BWGZK
/

EndlessWorld

+---
+license: apache-2.0
+library_name: pytorch
+pipeline_tag: text-to-video
+tags:
+  - text-to-video
+  - video-generation
+  - streaming
+  - self-forcing
+  - wan2.1
+  - 3d-aware
+base_model: Wan-AI/Wan2.1-T2V-1.3B
+---
+# EndlessWorld — Real-Time 3D-Aware Long Video Generation
+Checkpoint for **EndlessWorld**, a streaming video diffusion model that produces
+*unbounded-length*, 3D-consistent videos in real time on a single GPU.
+- **Paper:** [arXiv:2512.12430](https://arxiv.org/abs/2512.12430)
+- **Code:** [github.com/BWGZK-keke/EndlessWorld](https://github.com/BWGZK-keke/EndlessWorld)

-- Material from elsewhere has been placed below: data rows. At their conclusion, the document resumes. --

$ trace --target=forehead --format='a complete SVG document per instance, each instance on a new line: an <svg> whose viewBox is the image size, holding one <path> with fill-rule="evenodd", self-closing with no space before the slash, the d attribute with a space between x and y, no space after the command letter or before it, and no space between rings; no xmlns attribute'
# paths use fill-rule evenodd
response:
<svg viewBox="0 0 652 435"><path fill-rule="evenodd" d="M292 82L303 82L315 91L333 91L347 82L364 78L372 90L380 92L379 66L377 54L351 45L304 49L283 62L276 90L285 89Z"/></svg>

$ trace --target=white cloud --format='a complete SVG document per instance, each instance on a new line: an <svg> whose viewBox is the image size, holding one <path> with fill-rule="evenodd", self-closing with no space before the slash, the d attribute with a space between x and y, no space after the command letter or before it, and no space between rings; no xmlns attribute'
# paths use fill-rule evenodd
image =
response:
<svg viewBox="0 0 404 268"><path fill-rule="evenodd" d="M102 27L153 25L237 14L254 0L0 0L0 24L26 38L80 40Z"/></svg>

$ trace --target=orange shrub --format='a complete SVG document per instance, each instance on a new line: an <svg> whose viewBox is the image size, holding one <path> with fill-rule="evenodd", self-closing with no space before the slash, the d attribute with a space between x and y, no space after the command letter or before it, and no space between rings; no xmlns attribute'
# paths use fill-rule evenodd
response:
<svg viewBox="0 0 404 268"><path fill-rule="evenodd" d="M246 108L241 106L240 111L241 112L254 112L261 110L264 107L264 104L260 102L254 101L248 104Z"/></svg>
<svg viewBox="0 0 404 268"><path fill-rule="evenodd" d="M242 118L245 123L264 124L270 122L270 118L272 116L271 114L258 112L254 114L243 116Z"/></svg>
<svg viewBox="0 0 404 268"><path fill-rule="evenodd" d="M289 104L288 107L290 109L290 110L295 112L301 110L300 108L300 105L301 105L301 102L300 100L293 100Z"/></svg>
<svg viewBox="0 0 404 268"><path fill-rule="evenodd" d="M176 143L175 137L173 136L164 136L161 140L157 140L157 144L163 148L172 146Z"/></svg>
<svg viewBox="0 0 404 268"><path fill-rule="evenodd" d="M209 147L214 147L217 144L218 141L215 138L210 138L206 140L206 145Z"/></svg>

+- **Base model:** [Wan-AI/Wan2.1-T2V-1.3B](https://huggingface.co/Wan-AI/Wan2.1-T2V-1.3B)
+- **3D encoder:** [lhjiang/anysplat](https://huggingface.co/lhjiang/anysplat)
+## What's in this repo
+| File       | Description                                                             |
+|------------|-------------------------------------------------------------------------|
+| `model.pt` | DMD-distilled generator weights for the EndlessWorld causal Wan model (step 1000 of the `self_forcing_dmd_separate` SOTA run). |
+This is the generator checkpoint only. To run inference you also need:
+1. The Wan2.1-T2V-1.3B base weights (text encoder, VAE, etc.)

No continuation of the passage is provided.